So wow, this was the week of nonstop GUID ID discussion (in many different forms). Given that, I thought it'd be appropriate to expand on my last post. Surprisingly, the discussions have been angst and rant-free, which is a good thing. I've often wondered why professional engineers stoop to zealous and rancorous name-calling in dogmatic flames rather than objectively looking at all sides of an issue like the scientists we're supposed to be, so it's nice to engage in something that doesn't sound like jihad run amok.

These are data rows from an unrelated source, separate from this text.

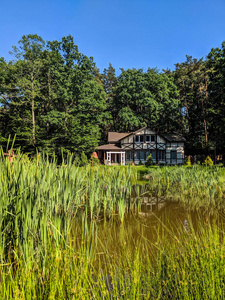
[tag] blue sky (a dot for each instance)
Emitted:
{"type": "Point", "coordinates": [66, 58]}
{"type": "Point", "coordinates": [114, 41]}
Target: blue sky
{"type": "Point", "coordinates": [127, 33]}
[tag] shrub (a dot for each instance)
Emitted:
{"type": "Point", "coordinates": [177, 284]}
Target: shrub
{"type": "Point", "coordinates": [149, 161]}
{"type": "Point", "coordinates": [94, 161]}
{"type": "Point", "coordinates": [83, 159]}
{"type": "Point", "coordinates": [208, 161]}
{"type": "Point", "coordinates": [187, 162]}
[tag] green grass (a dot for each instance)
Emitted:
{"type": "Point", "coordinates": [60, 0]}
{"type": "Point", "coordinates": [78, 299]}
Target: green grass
{"type": "Point", "coordinates": [66, 233]}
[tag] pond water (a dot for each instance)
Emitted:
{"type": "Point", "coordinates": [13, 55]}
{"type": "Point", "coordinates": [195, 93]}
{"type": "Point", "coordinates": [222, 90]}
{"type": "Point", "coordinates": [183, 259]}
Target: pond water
{"type": "Point", "coordinates": [156, 220]}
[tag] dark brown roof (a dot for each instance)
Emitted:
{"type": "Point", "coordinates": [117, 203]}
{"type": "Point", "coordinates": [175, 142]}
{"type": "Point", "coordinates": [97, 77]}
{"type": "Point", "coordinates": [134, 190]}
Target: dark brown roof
{"type": "Point", "coordinates": [109, 147]}
{"type": "Point", "coordinates": [173, 137]}
{"type": "Point", "coordinates": [114, 137]}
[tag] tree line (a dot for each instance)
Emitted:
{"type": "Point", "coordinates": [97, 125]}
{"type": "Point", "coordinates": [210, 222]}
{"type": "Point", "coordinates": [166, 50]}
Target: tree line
{"type": "Point", "coordinates": [54, 98]}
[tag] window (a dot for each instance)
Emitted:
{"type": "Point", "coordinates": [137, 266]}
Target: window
{"type": "Point", "coordinates": [139, 139]}
{"type": "Point", "coordinates": [142, 155]}
{"type": "Point", "coordinates": [153, 154]}
{"type": "Point", "coordinates": [150, 138]}
{"type": "Point", "coordinates": [148, 152]}
{"type": "Point", "coordinates": [173, 154]}
{"type": "Point", "coordinates": [127, 155]}
{"type": "Point", "coordinates": [161, 154]}
{"type": "Point", "coordinates": [136, 155]}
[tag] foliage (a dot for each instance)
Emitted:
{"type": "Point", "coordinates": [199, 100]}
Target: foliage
{"type": "Point", "coordinates": [51, 246]}
{"type": "Point", "coordinates": [208, 161]}
{"type": "Point", "coordinates": [149, 161]}
{"type": "Point", "coordinates": [54, 96]}
{"type": "Point", "coordinates": [187, 161]}
{"type": "Point", "coordinates": [83, 159]}
{"type": "Point", "coordinates": [94, 161]}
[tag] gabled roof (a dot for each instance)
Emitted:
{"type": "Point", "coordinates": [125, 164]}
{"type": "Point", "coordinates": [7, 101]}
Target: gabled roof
{"type": "Point", "coordinates": [173, 137]}
{"type": "Point", "coordinates": [114, 137]}
{"type": "Point", "coordinates": [109, 147]}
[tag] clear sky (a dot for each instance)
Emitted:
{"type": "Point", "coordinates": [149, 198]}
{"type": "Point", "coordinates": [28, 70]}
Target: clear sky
{"type": "Point", "coordinates": [127, 33]}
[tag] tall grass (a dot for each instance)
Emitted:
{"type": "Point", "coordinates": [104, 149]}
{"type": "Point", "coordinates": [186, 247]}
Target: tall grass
{"type": "Point", "coordinates": [57, 242]}
{"type": "Point", "coordinates": [197, 186]}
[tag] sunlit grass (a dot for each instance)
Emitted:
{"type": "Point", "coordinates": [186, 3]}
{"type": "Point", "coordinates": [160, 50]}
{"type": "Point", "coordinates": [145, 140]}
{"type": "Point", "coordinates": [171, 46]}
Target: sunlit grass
{"type": "Point", "coordinates": [65, 233]}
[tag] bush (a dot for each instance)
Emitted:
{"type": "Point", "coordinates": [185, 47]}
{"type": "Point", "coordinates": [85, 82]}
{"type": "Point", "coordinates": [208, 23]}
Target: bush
{"type": "Point", "coordinates": [83, 159]}
{"type": "Point", "coordinates": [94, 161]}
{"type": "Point", "coordinates": [149, 161]}
{"type": "Point", "coordinates": [208, 161]}
{"type": "Point", "coordinates": [140, 163]}
{"type": "Point", "coordinates": [187, 162]}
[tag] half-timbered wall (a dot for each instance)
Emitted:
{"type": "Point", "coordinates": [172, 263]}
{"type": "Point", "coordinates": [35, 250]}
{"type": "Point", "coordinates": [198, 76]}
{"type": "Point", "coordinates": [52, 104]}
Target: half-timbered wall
{"type": "Point", "coordinates": [140, 145]}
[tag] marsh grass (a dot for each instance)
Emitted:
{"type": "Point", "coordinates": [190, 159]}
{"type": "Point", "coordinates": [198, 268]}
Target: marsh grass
{"type": "Point", "coordinates": [66, 234]}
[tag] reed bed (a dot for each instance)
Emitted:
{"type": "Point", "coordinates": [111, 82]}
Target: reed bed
{"type": "Point", "coordinates": [64, 235]}
{"type": "Point", "coordinates": [196, 186]}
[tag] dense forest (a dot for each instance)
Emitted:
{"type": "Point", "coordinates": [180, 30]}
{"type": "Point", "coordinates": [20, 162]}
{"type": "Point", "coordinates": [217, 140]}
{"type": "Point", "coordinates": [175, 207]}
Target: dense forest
{"type": "Point", "coordinates": [53, 97]}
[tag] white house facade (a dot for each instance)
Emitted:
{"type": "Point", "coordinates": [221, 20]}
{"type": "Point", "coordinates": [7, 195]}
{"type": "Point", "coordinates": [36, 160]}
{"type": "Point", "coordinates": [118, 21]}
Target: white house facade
{"type": "Point", "coordinates": [133, 147]}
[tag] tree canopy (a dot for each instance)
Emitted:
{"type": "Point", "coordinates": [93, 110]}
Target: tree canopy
{"type": "Point", "coordinates": [53, 97]}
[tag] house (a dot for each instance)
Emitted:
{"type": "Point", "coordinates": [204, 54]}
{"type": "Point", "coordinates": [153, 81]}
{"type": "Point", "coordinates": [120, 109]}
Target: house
{"type": "Point", "coordinates": [133, 147]}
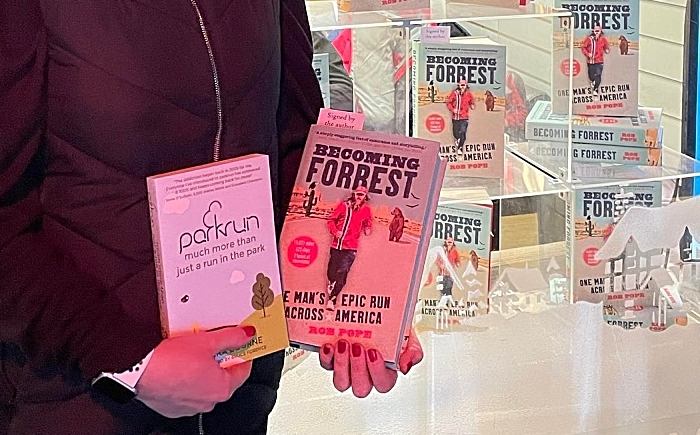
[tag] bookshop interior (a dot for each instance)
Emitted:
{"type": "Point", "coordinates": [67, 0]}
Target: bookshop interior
{"type": "Point", "coordinates": [498, 207]}
{"type": "Point", "coordinates": [560, 286]}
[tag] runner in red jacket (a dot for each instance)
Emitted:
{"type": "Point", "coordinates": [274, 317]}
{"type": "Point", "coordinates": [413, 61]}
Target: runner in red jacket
{"type": "Point", "coordinates": [595, 47]}
{"type": "Point", "coordinates": [458, 103]}
{"type": "Point", "coordinates": [350, 219]}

This brings us to a central point in the debate, which falls into that fulcrum point between KISS/YAGNI and purposeful programming. One of the arguments often leveled against RAD development or the so-called "Mort" programmers, is they thrash about until they find something, anything, that appears to work and go with it, never taking into account the harm the approach might entail; the idea being that developers ought to program with a sufficient understanding of the stakes, and code with intent and purpose, not out of incident. We then have to balance that notion against the concept of YAGNI, which means not to over-evaluate nor over-engineer a situation and go with the best yet simplest solution available. However, I'm finding that a lot of people hide behind YAGNI, and use it as a crude bludgeoning tool for bashing and ignoring what they can't comprehend – which is the wrong approach to take. With that in mind, I'd like to point out once more that the purpose of my posts here isn't to say "Thou shalt never use GUIDs as IDs", but rather that I'm presenting issues that are crucial in order to make informed decisions. More importantly, I'm presenting arguments for both sides and allowing you (the reader) to come to your own conclusions based on your particular scenario, which is far more objective and constructive than saying "always do this" or "never do that".

One of the points I raised about using nonsequential GUIDs for keys is the index fragmentation. I soon realized that a lot of people didn't fully comprehend what this really meant, so this post is really a primer on index fragmentation and why you should or shouldn't care.

First, if your tables are very small, this doesn't pose much of a problem, if any at all. In fact, if your tables are small enough (for example, 10 rows or less) an index can be completely ignored for queries, as the query optimizer can favor a table scan over an index scan, since with so few records, a table scan can reach a desirable record faster than (or on par with) going via index on average.

Second, the problems you encounter with index fragmentation grow proportionally with table size and frequency of access. In other words, the more data there is, and the more concurrent reads/writes taking place, the more you will get noticeably slammed by index fragmentation. What this means is that to a certain degree, you can live with index fragmentation if you feel you absolutely have to, depending largely on the nature (size and use) of the table. Don't relegate this decision for later consideration! It's not a trivial matter to change the key and index structure of a table post production deployment. This could impact your entire architecture.

Before showing you what's really at stake with index fragmentation, it's important to understand the indexes themselves. And I find that with most developers I talk to today, the understanding of databases is very limited because they see it as some abstract physical storage black box not unlike a relationally structured file system (I can hear the anguished screams of terror DBAs are giving off right now).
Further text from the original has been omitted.